Eva moved to the sofa and sat down next to her. “What happened in that accident?”

June took a deep breath before speaking again. “Elwood was dating the woman who was in the car with him that night. Her name was Ruthie. I think they might have been in love with each other. Anyway. Ruthie didn’t survive and she left behind two little boys whose father had been killed five years earlier at Pearl Harbor.”

“Oh my! That’s so sad.”

“It was awful. El felt like he made those children orphans. He told me he’d been driving too fast and he’d had drinks before he got behind the wheel. He blamed himself for killing that young woman. It’s guilt and regret that kept him chained to this house all these years. And neither of those two things left any room for him to feel anything else. That’s the sad, honest truth.”

“I’m so sorry.”

“When Frank and I moved in here to care for Elwood we both tried, for years, to convince him it was an accident. That’s all it was. But he wouldn’t listen to us. And then Frank died, and he wouldn’t listen to me.”

“How sad.”

“As sad as it gets,” June said, turning her gaze to the photo of her, Frank, and Elwood on her wedding day. Her eyes were glassy, shining with ache.

For several long seconds, neither one said anything.

“Would you like me to finish with the Christmas decorations?” Eva finally said.

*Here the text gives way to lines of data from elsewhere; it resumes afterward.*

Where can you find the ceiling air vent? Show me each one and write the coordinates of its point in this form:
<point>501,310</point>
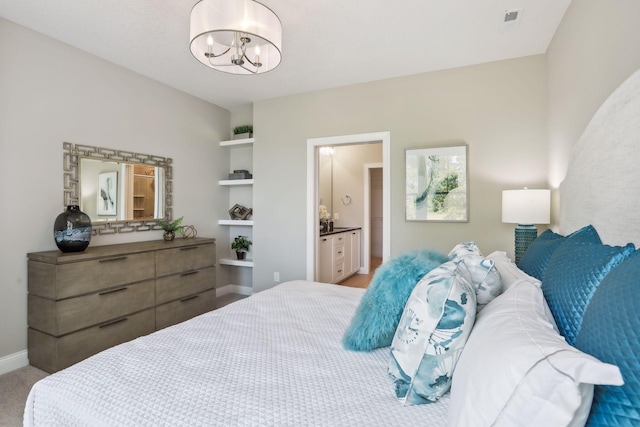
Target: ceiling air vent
<point>511,19</point>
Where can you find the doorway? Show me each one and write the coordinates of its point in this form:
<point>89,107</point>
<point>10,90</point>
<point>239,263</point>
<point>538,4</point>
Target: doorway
<point>313,193</point>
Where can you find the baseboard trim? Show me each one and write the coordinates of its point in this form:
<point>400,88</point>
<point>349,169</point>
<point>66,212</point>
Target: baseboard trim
<point>233,289</point>
<point>14,361</point>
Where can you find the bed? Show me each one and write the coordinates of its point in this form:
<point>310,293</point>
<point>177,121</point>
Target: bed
<point>277,358</point>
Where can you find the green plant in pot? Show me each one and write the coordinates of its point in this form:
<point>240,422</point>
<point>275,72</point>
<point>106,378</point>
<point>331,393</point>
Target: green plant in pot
<point>241,245</point>
<point>244,131</point>
<point>170,228</point>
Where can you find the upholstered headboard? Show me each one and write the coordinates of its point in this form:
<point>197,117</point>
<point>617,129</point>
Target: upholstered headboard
<point>602,186</point>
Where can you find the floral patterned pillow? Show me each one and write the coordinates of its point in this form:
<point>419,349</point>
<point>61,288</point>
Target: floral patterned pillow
<point>483,272</point>
<point>432,332</point>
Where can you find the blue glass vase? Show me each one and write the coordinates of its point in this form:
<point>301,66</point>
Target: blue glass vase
<point>72,230</point>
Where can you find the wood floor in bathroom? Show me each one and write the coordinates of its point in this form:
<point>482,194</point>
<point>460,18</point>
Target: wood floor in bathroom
<point>362,280</point>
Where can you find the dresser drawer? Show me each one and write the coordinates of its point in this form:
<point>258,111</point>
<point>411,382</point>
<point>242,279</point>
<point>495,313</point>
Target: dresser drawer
<point>77,278</point>
<point>188,258</point>
<point>52,354</point>
<point>68,315</point>
<point>170,288</point>
<point>185,308</point>
<point>338,272</point>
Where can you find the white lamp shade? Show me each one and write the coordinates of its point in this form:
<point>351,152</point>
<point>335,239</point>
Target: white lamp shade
<point>526,206</point>
<point>220,20</point>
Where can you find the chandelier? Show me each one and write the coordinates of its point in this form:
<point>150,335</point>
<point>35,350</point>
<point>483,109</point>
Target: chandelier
<point>236,36</point>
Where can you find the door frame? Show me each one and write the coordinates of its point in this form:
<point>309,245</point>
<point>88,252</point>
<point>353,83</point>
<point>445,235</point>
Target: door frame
<point>366,240</point>
<point>313,194</point>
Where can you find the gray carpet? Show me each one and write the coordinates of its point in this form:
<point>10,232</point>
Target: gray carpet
<point>14,388</point>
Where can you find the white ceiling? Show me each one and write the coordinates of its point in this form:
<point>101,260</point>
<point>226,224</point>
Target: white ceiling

June didn’t answer right away.

“No,” she said, several seconds later. “No, I don’t.” She tipped her glass back into her mouth, emptying it, and set the tumbler on the coffee table. “You can finish with that later. Or tomorrow. I don’t care. Let’s go up to Elwood’s office and see about your typing skills.”

“Now?”

“Yes, now.”

“You can make it to the second floor all right?”

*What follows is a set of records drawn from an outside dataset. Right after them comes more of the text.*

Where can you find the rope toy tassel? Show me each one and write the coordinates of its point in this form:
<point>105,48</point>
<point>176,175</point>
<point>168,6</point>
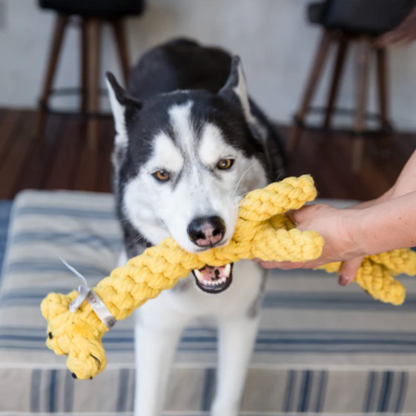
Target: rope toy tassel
<point>262,231</point>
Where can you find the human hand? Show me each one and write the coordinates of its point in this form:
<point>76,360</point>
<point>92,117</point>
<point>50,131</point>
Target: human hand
<point>337,228</point>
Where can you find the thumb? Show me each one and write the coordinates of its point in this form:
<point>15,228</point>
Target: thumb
<point>305,213</point>
<point>349,270</point>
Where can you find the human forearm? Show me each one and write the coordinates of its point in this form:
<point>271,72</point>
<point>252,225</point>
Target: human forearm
<point>388,226</point>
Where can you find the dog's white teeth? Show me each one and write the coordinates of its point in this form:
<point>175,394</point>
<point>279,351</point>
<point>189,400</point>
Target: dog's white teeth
<point>227,269</point>
<point>199,275</point>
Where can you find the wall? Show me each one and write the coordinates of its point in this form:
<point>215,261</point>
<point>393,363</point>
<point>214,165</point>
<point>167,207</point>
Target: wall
<point>271,36</point>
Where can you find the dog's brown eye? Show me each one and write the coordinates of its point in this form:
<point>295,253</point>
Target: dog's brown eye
<point>162,175</point>
<point>225,164</point>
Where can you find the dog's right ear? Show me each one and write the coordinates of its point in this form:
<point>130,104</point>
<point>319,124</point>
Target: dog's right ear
<point>122,104</point>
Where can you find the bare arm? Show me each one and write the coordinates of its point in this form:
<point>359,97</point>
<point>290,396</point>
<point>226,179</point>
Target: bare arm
<point>386,223</point>
<point>385,227</point>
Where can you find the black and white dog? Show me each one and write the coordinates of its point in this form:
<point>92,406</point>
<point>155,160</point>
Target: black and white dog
<point>190,143</point>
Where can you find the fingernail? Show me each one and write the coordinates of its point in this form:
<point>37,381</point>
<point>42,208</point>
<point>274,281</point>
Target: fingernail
<point>343,280</point>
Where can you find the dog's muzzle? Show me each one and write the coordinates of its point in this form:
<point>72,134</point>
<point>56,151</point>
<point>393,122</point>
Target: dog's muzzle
<point>214,280</point>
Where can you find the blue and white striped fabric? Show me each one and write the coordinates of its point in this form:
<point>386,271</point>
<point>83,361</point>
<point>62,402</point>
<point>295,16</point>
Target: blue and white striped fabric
<point>5,207</point>
<point>320,349</point>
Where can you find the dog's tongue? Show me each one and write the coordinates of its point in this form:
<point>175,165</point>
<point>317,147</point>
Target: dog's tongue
<point>212,275</point>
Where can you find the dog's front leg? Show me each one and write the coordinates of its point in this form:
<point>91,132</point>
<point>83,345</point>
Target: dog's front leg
<point>155,349</point>
<point>236,344</point>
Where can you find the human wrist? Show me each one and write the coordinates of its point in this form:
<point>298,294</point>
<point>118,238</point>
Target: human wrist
<point>354,226</point>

“Well, I’m not going to race you, that’s for sure, but, yes, I think I can manage.”

They started for the staircase.

“Elwood won’t mind my using his typewriter, will he?” Eva asked, curious to know how June would answer.

“I can assure you without hesitation that he won’t.”

Her tone was so final and definitive that Eva felt her eyes widen.

“It’s been a very long time since Elwood has been able to write anything well,” June continued. “And even longer since he’s sat down at the typewriter or even stepped inside his office. I’ve been writing his scripts for years.”